A. Broad character of racial policy designed to create the "pure"
and "healthy" racial community (Volksgemeinschaft).
1. Pronatalist measures like marriage loans and honoring mothers.
All sorts of other social benefits available only to those who were
"Aryans."
2. But also antinatalist measures in the 1930s:
a. Compulsory sterilization of mentally and physically handicapped
and Afro-Germans.
b. Round-ups and internments of "asocials": homosexuals,
vagrants, alcoholics, promiscuous women, prostitutes, work-shy,
Roma and Sinti, and so on.
c. "Euthanasia" of the mentally and physically handicapped
beginning in 1939.
B. But Jews play a special role in the Nazi world-view. The Nazis advocated
"redemptive antisemitism," as the historian Saul Friedländer
has called it, meaning that only through the destruction of Jews would
the path be opened for the efflorescence of the German people.

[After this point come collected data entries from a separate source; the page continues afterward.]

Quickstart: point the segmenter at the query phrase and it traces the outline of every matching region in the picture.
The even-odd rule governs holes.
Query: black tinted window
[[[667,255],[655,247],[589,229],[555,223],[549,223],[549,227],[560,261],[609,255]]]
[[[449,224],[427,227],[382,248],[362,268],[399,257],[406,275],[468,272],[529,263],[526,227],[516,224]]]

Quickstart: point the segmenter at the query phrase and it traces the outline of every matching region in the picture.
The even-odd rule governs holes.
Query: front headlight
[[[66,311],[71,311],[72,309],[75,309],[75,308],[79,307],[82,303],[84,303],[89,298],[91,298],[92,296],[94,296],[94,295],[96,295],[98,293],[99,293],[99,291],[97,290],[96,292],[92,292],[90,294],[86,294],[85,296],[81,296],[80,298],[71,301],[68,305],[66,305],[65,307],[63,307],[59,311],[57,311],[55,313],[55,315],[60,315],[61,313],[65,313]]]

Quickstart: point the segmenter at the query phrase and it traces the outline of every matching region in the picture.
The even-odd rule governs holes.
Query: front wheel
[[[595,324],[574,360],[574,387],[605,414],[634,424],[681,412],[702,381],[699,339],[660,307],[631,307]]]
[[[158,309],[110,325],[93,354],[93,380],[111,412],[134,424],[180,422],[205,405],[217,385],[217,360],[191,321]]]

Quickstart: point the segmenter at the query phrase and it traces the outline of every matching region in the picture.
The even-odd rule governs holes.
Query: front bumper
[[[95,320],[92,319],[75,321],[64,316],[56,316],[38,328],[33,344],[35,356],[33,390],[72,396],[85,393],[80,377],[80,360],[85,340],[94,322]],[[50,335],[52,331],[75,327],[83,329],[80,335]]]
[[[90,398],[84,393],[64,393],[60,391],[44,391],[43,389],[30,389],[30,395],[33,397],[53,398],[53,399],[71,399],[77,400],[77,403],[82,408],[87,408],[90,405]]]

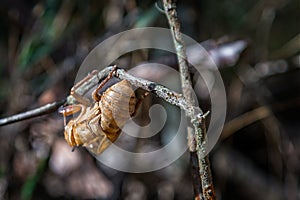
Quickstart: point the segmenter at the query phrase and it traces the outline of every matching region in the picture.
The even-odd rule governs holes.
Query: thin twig
[[[246,112],[225,124],[222,130],[221,139],[224,140],[241,128],[244,128],[253,122],[262,120],[270,115],[271,111],[266,106],[261,106]]]
[[[290,109],[291,107],[299,106],[300,105],[300,97],[295,99],[291,99],[284,102],[278,102],[275,104],[271,104],[269,106],[260,106],[253,110],[250,110],[246,113],[243,113],[237,116],[234,119],[228,121],[222,130],[221,139],[224,140],[230,137],[235,132],[239,131],[240,129],[265,118],[274,116],[273,112],[281,112],[286,109]],[[272,108],[272,109],[271,109]]]
[[[4,126],[7,124],[11,124],[14,122],[19,122],[25,119],[30,119],[30,118],[34,118],[37,116],[41,116],[41,115],[45,115],[51,112],[56,111],[60,106],[62,106],[64,104],[64,100],[63,101],[56,101],[53,103],[49,103],[46,104],[44,106],[41,106],[39,108],[33,109],[33,110],[29,110],[23,113],[19,113],[16,115],[12,115],[9,117],[5,117],[0,119],[0,126]]]
[[[171,28],[172,36],[173,36],[173,42],[175,45],[175,49],[177,52],[177,59],[179,64],[179,71],[180,71],[180,77],[181,77],[181,86],[182,86],[182,92],[184,97],[187,100],[187,103],[189,105],[192,105],[193,108],[195,108],[195,102],[192,97],[193,89],[191,86],[191,78],[190,73],[188,69],[188,63],[187,63],[187,56],[186,56],[186,49],[185,44],[182,40],[182,34],[180,32],[180,23],[177,17],[176,12],[176,5],[172,0],[163,0],[164,3],[164,9],[166,16],[168,18],[168,22]],[[200,108],[198,109],[200,110]],[[201,111],[201,110],[200,110]],[[201,112],[202,114],[202,112]],[[210,163],[208,155],[203,158],[203,150],[204,147],[202,144],[204,144],[205,136],[206,136],[206,127],[205,127],[205,118],[201,118],[200,120],[192,120],[191,121],[194,126],[195,131],[195,139],[196,139],[196,152],[198,156],[199,161],[199,173],[201,177],[201,187],[202,187],[202,195],[203,198],[213,200],[215,199],[215,191],[214,191],[214,185],[212,182],[212,176],[211,176],[211,170],[210,170]],[[190,129],[188,129],[190,130]],[[190,133],[188,135],[191,135]],[[192,149],[192,148],[190,148]],[[191,155],[192,156],[192,155]],[[192,162],[193,164],[194,162]],[[197,167],[197,166],[195,166]],[[198,179],[196,179],[198,180]],[[196,187],[200,185],[197,184]],[[194,184],[195,187],[195,184]],[[195,190],[197,191],[197,190]],[[199,196],[201,198],[201,194],[195,194],[195,199],[199,199]]]

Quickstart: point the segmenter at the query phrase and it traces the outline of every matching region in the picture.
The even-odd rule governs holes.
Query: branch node
[[[154,83],[150,83],[149,86],[148,86],[148,89],[150,90],[150,92],[152,92],[155,88],[155,84]]]

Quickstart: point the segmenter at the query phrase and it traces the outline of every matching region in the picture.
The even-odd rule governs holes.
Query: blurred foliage
[[[85,56],[105,38],[134,27],[168,27],[155,3],[2,0],[1,117],[64,99]],[[197,41],[249,43],[238,63],[220,69],[228,116],[211,155],[218,197],[299,199],[300,2],[187,0],[177,8],[183,32]],[[157,52],[129,53],[118,62],[133,66],[165,53]],[[209,109],[209,99],[197,95]],[[266,108],[266,117],[251,112]],[[167,132],[137,147],[167,143],[177,123],[171,116]],[[237,122],[241,128],[230,132]],[[126,174],[97,164],[84,149],[72,153],[62,135],[57,113],[0,127],[0,199],[192,199],[188,153],[162,170]]]
[[[33,176],[29,177],[24,185],[22,186],[21,190],[21,199],[32,199],[32,194],[36,188],[36,184],[38,183],[44,169],[47,167],[47,160],[41,160],[36,172]]]

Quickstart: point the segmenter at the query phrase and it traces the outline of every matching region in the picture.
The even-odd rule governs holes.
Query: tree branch
[[[51,112],[56,111],[60,106],[62,106],[64,104],[64,100],[63,101],[56,101],[53,103],[49,103],[46,104],[44,106],[41,106],[39,108],[33,109],[33,110],[29,110],[23,113],[19,113],[16,115],[12,115],[9,117],[5,117],[0,119],[0,126],[4,126],[7,124],[11,124],[14,122],[19,122],[22,120],[26,120],[26,119],[30,119],[30,118],[34,118],[37,116],[41,116],[41,115],[45,115]]]
[[[164,3],[164,9],[166,16],[168,18],[168,22],[170,25],[170,29],[173,36],[173,42],[175,45],[175,49],[177,52],[177,59],[179,64],[179,71],[180,71],[180,77],[181,77],[181,86],[182,86],[182,93],[183,96],[186,98],[187,104],[191,105],[192,108],[195,108],[195,102],[192,97],[193,94],[193,88],[191,86],[191,78],[190,78],[190,72],[188,69],[188,62],[187,62],[187,56],[186,56],[186,49],[185,44],[182,40],[182,34],[180,32],[180,22],[177,17],[176,12],[176,5],[172,0],[163,0]],[[202,111],[200,108],[197,110],[200,111],[202,114]],[[192,118],[191,118],[192,119]],[[202,197],[206,199],[215,199],[215,191],[214,191],[214,185],[212,182],[212,176],[211,176],[211,169],[210,169],[210,163],[208,155],[203,158],[203,151],[205,151],[205,148],[203,147],[203,144],[205,142],[206,138],[206,126],[205,126],[205,118],[200,118],[199,120],[191,120],[191,123],[194,126],[195,130],[195,140],[196,143],[191,142],[190,144],[196,144],[196,152],[198,156],[198,165],[199,165],[199,173],[201,177],[201,184],[196,183],[199,178],[196,178],[194,180],[194,187],[199,187],[201,185],[202,187],[202,195],[201,194],[195,194],[195,199],[201,199]],[[192,129],[188,129],[192,130]],[[192,135],[190,132],[188,135]],[[194,139],[192,139],[194,140]],[[194,146],[190,147],[190,151],[192,152],[195,149]],[[192,157],[192,168],[197,169],[198,166],[193,166],[197,162],[195,161],[194,154],[191,153]],[[193,170],[195,171],[195,170]],[[196,176],[193,175],[193,178]],[[200,189],[199,189],[200,190]],[[198,189],[194,189],[195,192],[199,191]],[[201,191],[201,190],[200,190]]]

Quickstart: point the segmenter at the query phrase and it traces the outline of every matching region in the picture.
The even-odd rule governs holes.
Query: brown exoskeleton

II. Through the 1930s antisemitic measures become increasingly severe.
A. Anti-Jewish boycott April 1933.
B. Ban of Jews from civil service 1933.
C. All sorts of discriminatory measures by localities as well as the
central government that ultimately ban Jews from the public sphere.
D. Nuremberg laws 1935.
E. Reichkristallnacht (Night of Broken Glass) 1938.
III. But it is only with the onset of World War II, and particularly
with the invasion of the Soviet Union on June 22, 1941, that the Nazis
move to a policy of active extermination of Jews.
A. Occupation policies 1939-41. Intertwining of in-migration of ethnic
Germans and deportations and ghettoization of Jews. Various plans for
ethnic cleansing of Jews.
B. Invasion of Soviet Union and massacres by Einsatzgruppen.
C. Intensification of massacres summer 1941.
D. First experiments with gas against Jews and Soviet POWs autumn 1941.
E. Wannsee conference January 1942--the systematization of the extermination
of Jews.
IV. Conclusion--the complex steps from discrimination to extermination.